Bismillah, jalani saja, kembali meluruskan niat bahwa kepergian ini untuk mencharge diri agar lebih segar dalam menghadapi kepenatan dunia klinis Rumah Sakit yang kelak (kembali) kita hadapi, juga untuk mempererat semangat kolegalisme diantara kita, juga untuk mentadaburi alam Nya.
Perjalanan cukup panjang, berjam-jam dengan jalanan yang tak begitu baik kondisi nya. Hampir sekitar 8 jam perjalanan dan kita singgah di Curug Cikaso. Disini terdapat 3 air terjun, untuk mencapainya kita perlu naik perahu sekitar 3 menitan. Pemandangan yang sangat indah dapat kita temukan, sekali memandang 3 air terjun kita nikmati. Sungguh luar biasa, belum lagi percikan air yang sesekali membasahi badan kita membuat kita seolah ingin terjun dan berenang disana. Di curug cikaso saya mendapat oleh-oleh, luka dibagian sikut karena sempat terjatuh, tergelincir di bebatuan besar disana, jatuh menghantam batu, dan sikut ini jadi korban. Sakit memang, tapi terbayar dengan keindahan alam yang dirasakan disana.

* subhanallah, alam seindah ini ada di Indonesia, Curug Cikaso namanya kawan!

* menggunakan perahu menuju curug cikaso



* curug cikaso
Setelah puas mentadaburi alam curug cikaso, perjalanan dilanjutkan menuju Ujung Genteng, 2 jam kurang lebih waktu tempuh dari curug cikaso, dengan kondisi jalan yang (tentunya) masih tidak baik, banyak jalan berlubang dan jalanan berbatu menuju sana.
Tiba di penginapan, singgah sebentar untuk kemudian menuju pantai terdekat. Disana kita bisa memandang sekumpulan ikan berwarna-warni, udang, maupun cacing laut di sela-sela batu karang. Malam dihabiskan dengan jamuan makan juga dengan berbincang.
Esoknya, setelah puas tenis meja sebagai olah raga pagi, perjalanan dilanjutkan ke pantai dengan pasir putih yang benar-benar cantik, yaitu di cipanarikan, tidak kalah cantik dengan bali. Serasa pantai pribadi disana, hanya kita satu-satunya yang ada disana pada saat itu. Namun untuk menjangkau daerah ini sangat diperlukan usaha keras, melewati jalanan off road. Off road dalam arti kata sesungguhnya!
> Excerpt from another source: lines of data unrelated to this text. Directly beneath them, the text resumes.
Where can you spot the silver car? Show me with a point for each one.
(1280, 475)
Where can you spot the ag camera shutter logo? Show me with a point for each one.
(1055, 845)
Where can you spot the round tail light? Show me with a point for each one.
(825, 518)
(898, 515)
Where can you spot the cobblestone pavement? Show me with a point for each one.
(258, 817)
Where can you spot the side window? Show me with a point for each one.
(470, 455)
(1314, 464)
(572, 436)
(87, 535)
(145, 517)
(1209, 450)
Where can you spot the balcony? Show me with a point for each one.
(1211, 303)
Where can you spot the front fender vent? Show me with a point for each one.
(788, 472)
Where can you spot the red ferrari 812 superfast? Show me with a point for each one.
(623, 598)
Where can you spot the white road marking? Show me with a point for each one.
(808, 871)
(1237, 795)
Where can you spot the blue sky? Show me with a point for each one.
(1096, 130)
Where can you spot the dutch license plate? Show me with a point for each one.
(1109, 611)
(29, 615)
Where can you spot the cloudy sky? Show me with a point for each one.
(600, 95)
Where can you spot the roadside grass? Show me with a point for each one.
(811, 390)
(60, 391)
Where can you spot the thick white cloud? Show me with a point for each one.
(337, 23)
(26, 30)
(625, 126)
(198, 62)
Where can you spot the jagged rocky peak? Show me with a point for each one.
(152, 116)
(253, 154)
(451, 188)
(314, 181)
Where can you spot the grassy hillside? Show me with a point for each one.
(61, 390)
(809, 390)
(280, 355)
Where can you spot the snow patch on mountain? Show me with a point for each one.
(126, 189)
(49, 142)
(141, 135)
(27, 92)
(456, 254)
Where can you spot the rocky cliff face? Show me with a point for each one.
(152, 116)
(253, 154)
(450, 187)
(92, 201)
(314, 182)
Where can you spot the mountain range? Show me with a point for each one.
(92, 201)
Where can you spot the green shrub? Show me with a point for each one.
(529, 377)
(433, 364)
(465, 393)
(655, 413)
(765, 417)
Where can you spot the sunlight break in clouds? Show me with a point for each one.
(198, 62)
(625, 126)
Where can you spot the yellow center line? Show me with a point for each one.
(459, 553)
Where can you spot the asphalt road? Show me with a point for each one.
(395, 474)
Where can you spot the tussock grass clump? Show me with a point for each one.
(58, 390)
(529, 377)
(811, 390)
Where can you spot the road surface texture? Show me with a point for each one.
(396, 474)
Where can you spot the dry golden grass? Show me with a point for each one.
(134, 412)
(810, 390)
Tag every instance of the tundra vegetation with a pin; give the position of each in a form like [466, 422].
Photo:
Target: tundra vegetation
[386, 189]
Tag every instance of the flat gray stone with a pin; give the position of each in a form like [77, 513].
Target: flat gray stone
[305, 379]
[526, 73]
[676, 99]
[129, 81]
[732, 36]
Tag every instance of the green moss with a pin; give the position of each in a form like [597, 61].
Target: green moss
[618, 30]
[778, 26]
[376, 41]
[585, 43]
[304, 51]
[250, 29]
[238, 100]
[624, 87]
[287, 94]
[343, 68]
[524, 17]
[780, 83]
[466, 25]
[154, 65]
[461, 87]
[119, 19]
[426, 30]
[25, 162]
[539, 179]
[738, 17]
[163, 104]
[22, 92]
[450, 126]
Sebenarnya, ada juga lokasi di mana kita bisa berselancar di atas ombak yang cukup menantang yang terkenal dengan sebutan ”ombak tujuh”. Lokasi ini merupakan kawasan favorit bagi wisatawan mancanegara untuk olahraga selancar.


* pantai cipanarikan, cantik bukan?? dan ini masih di Indonesia! :)









* pantai cipanarikan, we called it, our private beach :)
Sore hari, ini waktu yang saya tunggu-tunggu. Melepas penyu. Walau badan ini sudah agak tumbang, meriang, batuk, pilek, sakit badan dan gejala-gejala lain yang menyertai pada saat itu tidak menjadikan saya urung berangkat kesana, walau harus menggunakan ojek, dengan jalanan off road, dan hujan deras! Saatnya menuju tempat penangkaran penyu hijau (Chelonia Mydas) di pantai Pangumbahan. Semua terbayar ketika tiba di tempat, terutama pada saat melepas tukik (anak penyu) ke laut. Seribu lebih tukik yang kita lepas pada saat itu. Semoga banyak dari mereka yang bertahan hidup.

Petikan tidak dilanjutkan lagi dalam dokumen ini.